Two new studies presented this week at the Society
of Gynecologic Oncology’s annual meeting in Los Angeles stress the
importance of gynecologic oncology patients choosing experienced medical
centers and oncologists for their treatment.
According to a study led by researchers from UPMC CancerCenter, patients
with locally advanced cervical cancer have better treatment outcomes and are
more likely to survive the disease if they receive care at a high-volume
medical center (defined as centers that see 19 or more cases per year) than at low-volume facilities. The study tallied patient volumes from
medical centers tracked by the National Cancer Database.
|Magee-Womens Hospital of UPMC|
Patients treated at
high-volume centers were 22 percent more likely to receive brachytherapy, the
recommended radiation treatment approach for advanced cervical cancer, and 9
percent more likely to receive the recommended chemotherapy. Overall, a patient’s risk of dying from her disease
dropped by 4 percent at a high-volume facility.
“Thanks to previous research, we’ve known that ovarian cancer
patients show improved outcomes if they receive their care from centers that
treat a high volume of cases each year,” said Jeff Lin, M.D., the study’s
principal investigator and fellow in the division of gynecologic oncology at
Magee-Womens Hospital of UPMC. “This study indicates the same holds true for
patients with cervical cancer. Now we can act on that knowledge.”

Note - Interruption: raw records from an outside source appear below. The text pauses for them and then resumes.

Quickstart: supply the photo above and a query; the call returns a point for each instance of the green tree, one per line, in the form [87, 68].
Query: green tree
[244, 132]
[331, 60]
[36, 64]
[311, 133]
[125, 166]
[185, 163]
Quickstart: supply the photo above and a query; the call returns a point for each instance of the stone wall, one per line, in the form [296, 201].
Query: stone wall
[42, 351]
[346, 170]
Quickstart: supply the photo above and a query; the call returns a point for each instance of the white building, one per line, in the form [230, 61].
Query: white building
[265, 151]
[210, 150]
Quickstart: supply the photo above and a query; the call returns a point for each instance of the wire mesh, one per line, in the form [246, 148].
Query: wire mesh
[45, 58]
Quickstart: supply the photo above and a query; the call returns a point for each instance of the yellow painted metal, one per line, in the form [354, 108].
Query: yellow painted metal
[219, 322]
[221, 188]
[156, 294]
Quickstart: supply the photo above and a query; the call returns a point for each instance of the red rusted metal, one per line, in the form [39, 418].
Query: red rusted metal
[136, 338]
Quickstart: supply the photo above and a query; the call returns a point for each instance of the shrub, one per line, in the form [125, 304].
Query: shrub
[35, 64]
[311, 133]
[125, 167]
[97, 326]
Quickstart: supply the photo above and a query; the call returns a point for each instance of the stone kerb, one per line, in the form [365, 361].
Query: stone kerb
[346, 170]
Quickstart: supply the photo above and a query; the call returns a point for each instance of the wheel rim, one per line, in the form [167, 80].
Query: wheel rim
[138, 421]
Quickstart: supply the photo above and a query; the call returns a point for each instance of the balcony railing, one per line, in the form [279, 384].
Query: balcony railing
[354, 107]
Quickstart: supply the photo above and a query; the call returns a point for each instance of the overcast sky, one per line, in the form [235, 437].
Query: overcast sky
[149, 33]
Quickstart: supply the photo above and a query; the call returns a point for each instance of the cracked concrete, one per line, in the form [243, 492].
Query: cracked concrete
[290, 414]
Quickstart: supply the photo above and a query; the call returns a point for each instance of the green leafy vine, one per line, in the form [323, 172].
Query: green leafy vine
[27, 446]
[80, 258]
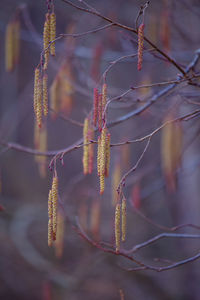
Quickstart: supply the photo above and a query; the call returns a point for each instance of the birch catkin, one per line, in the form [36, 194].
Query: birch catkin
[50, 222]
[117, 226]
[46, 39]
[140, 45]
[45, 95]
[54, 204]
[90, 149]
[35, 93]
[39, 103]
[85, 147]
[102, 160]
[52, 33]
[95, 106]
[123, 219]
[107, 165]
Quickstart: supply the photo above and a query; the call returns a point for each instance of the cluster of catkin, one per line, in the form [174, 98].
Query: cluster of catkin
[49, 35]
[103, 157]
[12, 44]
[103, 150]
[140, 45]
[40, 98]
[52, 211]
[88, 148]
[120, 223]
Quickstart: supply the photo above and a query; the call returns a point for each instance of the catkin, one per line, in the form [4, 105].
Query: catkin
[104, 96]
[140, 45]
[95, 106]
[100, 112]
[9, 48]
[107, 165]
[59, 243]
[55, 204]
[45, 95]
[90, 149]
[123, 219]
[117, 226]
[85, 147]
[39, 103]
[98, 155]
[52, 33]
[46, 39]
[50, 223]
[35, 93]
[102, 160]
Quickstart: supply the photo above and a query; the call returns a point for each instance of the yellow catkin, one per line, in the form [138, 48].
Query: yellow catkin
[95, 218]
[98, 155]
[117, 226]
[39, 103]
[123, 219]
[42, 160]
[55, 204]
[59, 243]
[9, 48]
[115, 182]
[46, 39]
[85, 147]
[35, 93]
[103, 160]
[90, 149]
[107, 166]
[16, 41]
[52, 33]
[50, 223]
[45, 95]
[104, 96]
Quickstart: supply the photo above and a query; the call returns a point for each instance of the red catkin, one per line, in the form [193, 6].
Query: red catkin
[140, 45]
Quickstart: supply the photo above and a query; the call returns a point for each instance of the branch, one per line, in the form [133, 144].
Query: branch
[96, 13]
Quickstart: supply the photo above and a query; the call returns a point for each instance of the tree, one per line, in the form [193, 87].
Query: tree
[124, 79]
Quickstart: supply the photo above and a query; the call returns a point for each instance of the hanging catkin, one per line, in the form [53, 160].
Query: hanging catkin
[39, 103]
[50, 222]
[95, 106]
[46, 39]
[103, 160]
[140, 45]
[90, 149]
[12, 44]
[85, 147]
[35, 93]
[52, 33]
[107, 165]
[117, 226]
[45, 94]
[123, 219]
[55, 204]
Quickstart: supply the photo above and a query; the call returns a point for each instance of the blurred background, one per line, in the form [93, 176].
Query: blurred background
[162, 193]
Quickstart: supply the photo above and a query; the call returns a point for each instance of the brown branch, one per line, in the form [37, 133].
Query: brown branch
[96, 13]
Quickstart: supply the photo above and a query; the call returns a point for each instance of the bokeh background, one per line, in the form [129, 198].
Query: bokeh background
[29, 269]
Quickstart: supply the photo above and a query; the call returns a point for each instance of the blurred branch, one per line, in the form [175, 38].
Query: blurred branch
[96, 13]
[141, 265]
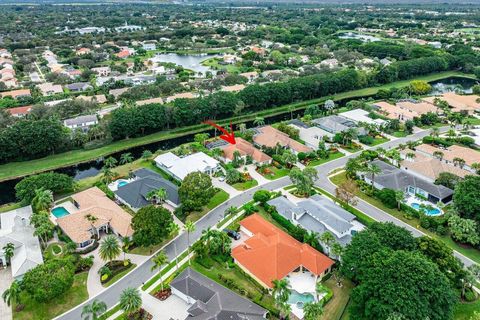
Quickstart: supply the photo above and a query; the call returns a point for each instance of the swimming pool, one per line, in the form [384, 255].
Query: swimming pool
[432, 212]
[59, 212]
[299, 299]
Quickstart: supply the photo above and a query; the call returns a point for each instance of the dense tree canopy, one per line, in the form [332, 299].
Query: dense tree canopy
[49, 280]
[150, 225]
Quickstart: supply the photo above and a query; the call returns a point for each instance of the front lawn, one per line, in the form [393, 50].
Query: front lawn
[44, 311]
[241, 186]
[244, 285]
[117, 276]
[320, 161]
[217, 199]
[334, 309]
[275, 173]
[471, 253]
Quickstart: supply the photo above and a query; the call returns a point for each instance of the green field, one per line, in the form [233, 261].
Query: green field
[19, 169]
[44, 311]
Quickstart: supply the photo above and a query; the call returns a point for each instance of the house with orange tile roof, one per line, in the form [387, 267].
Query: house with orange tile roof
[89, 214]
[269, 253]
[16, 93]
[458, 103]
[245, 149]
[268, 136]
[427, 166]
[19, 111]
[451, 154]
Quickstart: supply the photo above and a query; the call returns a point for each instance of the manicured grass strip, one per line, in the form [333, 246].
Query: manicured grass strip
[241, 186]
[362, 217]
[169, 267]
[318, 162]
[119, 275]
[49, 310]
[19, 169]
[469, 252]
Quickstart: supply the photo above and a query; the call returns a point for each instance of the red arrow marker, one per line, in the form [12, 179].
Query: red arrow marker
[227, 136]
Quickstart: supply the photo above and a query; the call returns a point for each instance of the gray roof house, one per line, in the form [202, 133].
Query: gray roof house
[15, 228]
[79, 86]
[210, 301]
[319, 214]
[336, 124]
[82, 122]
[397, 179]
[134, 194]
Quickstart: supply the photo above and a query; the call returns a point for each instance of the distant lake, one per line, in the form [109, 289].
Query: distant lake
[358, 36]
[453, 84]
[187, 61]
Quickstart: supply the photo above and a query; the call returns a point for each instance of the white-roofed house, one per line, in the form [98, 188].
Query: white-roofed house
[179, 168]
[15, 228]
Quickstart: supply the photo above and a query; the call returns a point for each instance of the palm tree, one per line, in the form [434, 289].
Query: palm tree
[146, 154]
[108, 175]
[126, 244]
[158, 261]
[12, 294]
[92, 219]
[189, 227]
[259, 121]
[130, 300]
[43, 200]
[8, 251]
[399, 197]
[312, 310]
[230, 211]
[126, 158]
[438, 155]
[327, 238]
[93, 310]
[110, 162]
[109, 248]
[373, 169]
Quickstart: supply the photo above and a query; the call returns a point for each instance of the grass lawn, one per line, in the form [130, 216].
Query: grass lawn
[378, 141]
[218, 198]
[119, 275]
[146, 251]
[246, 286]
[334, 309]
[400, 134]
[466, 251]
[43, 311]
[318, 162]
[277, 173]
[18, 169]
[245, 185]
[464, 311]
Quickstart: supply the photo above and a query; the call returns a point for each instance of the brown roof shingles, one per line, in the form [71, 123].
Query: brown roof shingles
[271, 254]
[94, 202]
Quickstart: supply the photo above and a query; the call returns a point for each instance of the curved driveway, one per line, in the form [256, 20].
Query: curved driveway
[142, 273]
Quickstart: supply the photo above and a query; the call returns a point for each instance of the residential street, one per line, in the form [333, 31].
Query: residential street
[142, 273]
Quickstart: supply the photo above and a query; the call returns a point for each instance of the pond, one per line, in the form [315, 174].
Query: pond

Another study from the University of California-Irvine found
that only a third of women with ovarian cancer received “the best possible care.”
According to a New
York Time’s article about the study, cancer specialists say the main
reason for the poor care is that most women are treated by doctors and
hospitals that see few cases of the disease and lack expertise in the complex treatments
that can prolong life.
In Pittsburgh, Magee-Womens Hospital of UPMC and the UPMCCancerCenter network make sure every patient diagnosed with cervical or ovarian
cancer has access to a team of oncologists, pathologists, radiologists and
other care providers to ensure state-of-the-art care.